Bernd Raffelhüschen ist Direktor des Forschungszentrums Generationenverträge an der Albert-Ludwigs-Universität Freiburg und Experte für Sozialpolitik. Der Top-Ökonom spricht mit uns über die Rentenreform, die Aktienrente, den Kollaps des Sozialsystems und die Rolle der SPD.

Am Dienstag haben Hubertus Heil und Christian Lindner das neue Rentenpaket vorgestellt – sind unsere Renten jetzt sicher?

Nein. Wir haben schlichtweg beschlossen, dass wir auf jeden Fall die Leistungen für die Rentner halten – koste es, was es wolle. Und eine Entlastung für diejenigen, die das zu bezahlen haben, nämlich die Beitragszahler und Steuerzahler, ist überhaupt nicht vorgesehen.

Sehen Sie denn trotzdem auch positive Punkte bei der Reform, die am Dienstag angekündigt wurde?

Da muss man tatsächlich sagen, es gibt nicht einen positiven Punkt: Die Rentner haben gegen die junge Generation gewonnen.

Die Schweiz hat vergangene Woche über eine dreizehnte Rente abgestimmt, da war offen ausgesprochen: Wir – die Rentner – wollen, dass die Jungen für uns mehr zahlen. Hubertus Heil macht exakt dasselbe, allerdings ohne Abstimmung. Denn er sagt: Das Rentenniveau bleibt in jedem Fall – und die demographischen Belastungen, die definitiv kommen und von denen er auch weiß, muss dann die junge Generation zahlen.

Das ist natürlich absolut gegen das Prinzip der Verursachergerechtigkeit. Denn der Verursacher dieses Rentenproblems, das sich in den kommenden Jahren noch deutlich weiter zuspitzen wird, sind ja nicht die Jungen, sondern die Alten. Die haben zu wenig Beitragszahler in die Welt gesetzt, so dass man jetzt den Verursacher schlichtweg belohnt für das, was er verursacht hat an Problemen.
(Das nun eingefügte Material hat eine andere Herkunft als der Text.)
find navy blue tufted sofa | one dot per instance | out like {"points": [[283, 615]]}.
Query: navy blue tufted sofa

Eine Infografik mit dem Titel: Rentensystem unter Druck

Verhältnis eines Rentners zur Anzahl der Beitragszahler in der gesetzlichen Rentenversicherung

Allein in den nächsten Jahren sollen die Beitragssätze bis auf 22,3 Prozent steigen. Was bedeutet das für die junge Generation dann vor allem?

Das bedeutet einerseits, dass die junge Generation höhere Beiträge zahlen muss. Zwischen den Zeilen heißt das aber auch, dass die junge Generation als Steuerzahler noch mal obendrauf zahlen muss, denn das Geld wird nicht reichen. Wir brauchen dann wieder unglaublich große Bundeszuschüsse, die wir refinanzieren müssen. Entweder über Schuldaufnahme, das kostet auch die Steuern der jungen Generation der Zukunft, oder über direkte Steuererhöhungen.
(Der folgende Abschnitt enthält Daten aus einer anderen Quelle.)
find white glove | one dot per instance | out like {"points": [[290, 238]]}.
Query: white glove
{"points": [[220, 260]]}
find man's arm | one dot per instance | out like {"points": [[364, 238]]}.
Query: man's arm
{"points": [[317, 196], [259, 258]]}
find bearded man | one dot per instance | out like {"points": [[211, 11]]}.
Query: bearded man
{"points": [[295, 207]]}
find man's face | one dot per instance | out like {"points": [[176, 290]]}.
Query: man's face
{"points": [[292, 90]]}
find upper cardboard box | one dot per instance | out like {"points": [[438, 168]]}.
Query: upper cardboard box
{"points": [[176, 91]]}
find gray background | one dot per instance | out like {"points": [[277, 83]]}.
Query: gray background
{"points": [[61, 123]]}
Ich nehme an, die Ampel hat Sie nicht um Beratung gebeten…

Arbeits- und Sozialminister Hubertus Heil (SPD) © imagoNein, überhaupt nicht. Die Ampel macht ja genau das Gegenteil von dem, was wir als Ökonomen immer fordern. Das von der Regierung durchgesetzte Leistungsprimat hält die Leistung konstant und bestraft die junge Generation, also die, die das Problem nicht verursacht haben. Heil offenbart so seine Verachtung vor jungen Leuten.
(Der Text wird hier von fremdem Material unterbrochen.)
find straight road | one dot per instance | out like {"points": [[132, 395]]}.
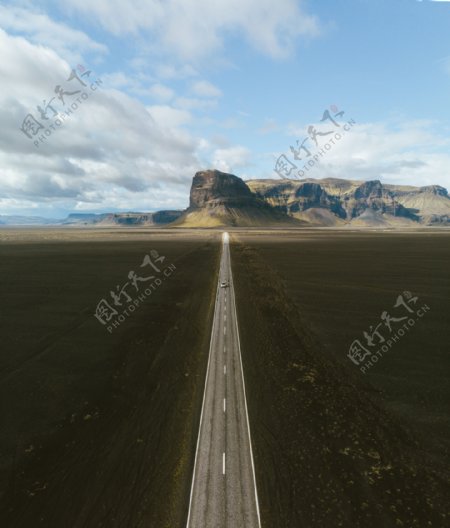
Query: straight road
{"points": [[223, 492]]}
Die notwendige Alternative wäre das Beitragsprimat, also dass wir die Beiträge konstant halten und die Leistungen anpassen, so wie wir es mit der Agenda 2010 beschlossen haben. Denn das ist der Nachhaltigkeitsfaktor, den Hubertus Heil aussetzt. Wenn wir den behalten und weiterhin auch gestärkt hätten, dann wären die Beiträge konstant geblieben und das Rentenniveau wäre nach unten gegangen. Das würde die Verursacher des Problems bestrafen und nicht die am Problem unverschuldete junge Generation.

Wann ist Deutschland dabei denn falsch abgebogen?

Im Grunde genommen hatten wir mit der rot-grünen Regierung unter Schröder und seinem Nachhaltigkeitsfaktor und dann mit Merkels 67er-Regelung schon den richtigen Weg beschritten.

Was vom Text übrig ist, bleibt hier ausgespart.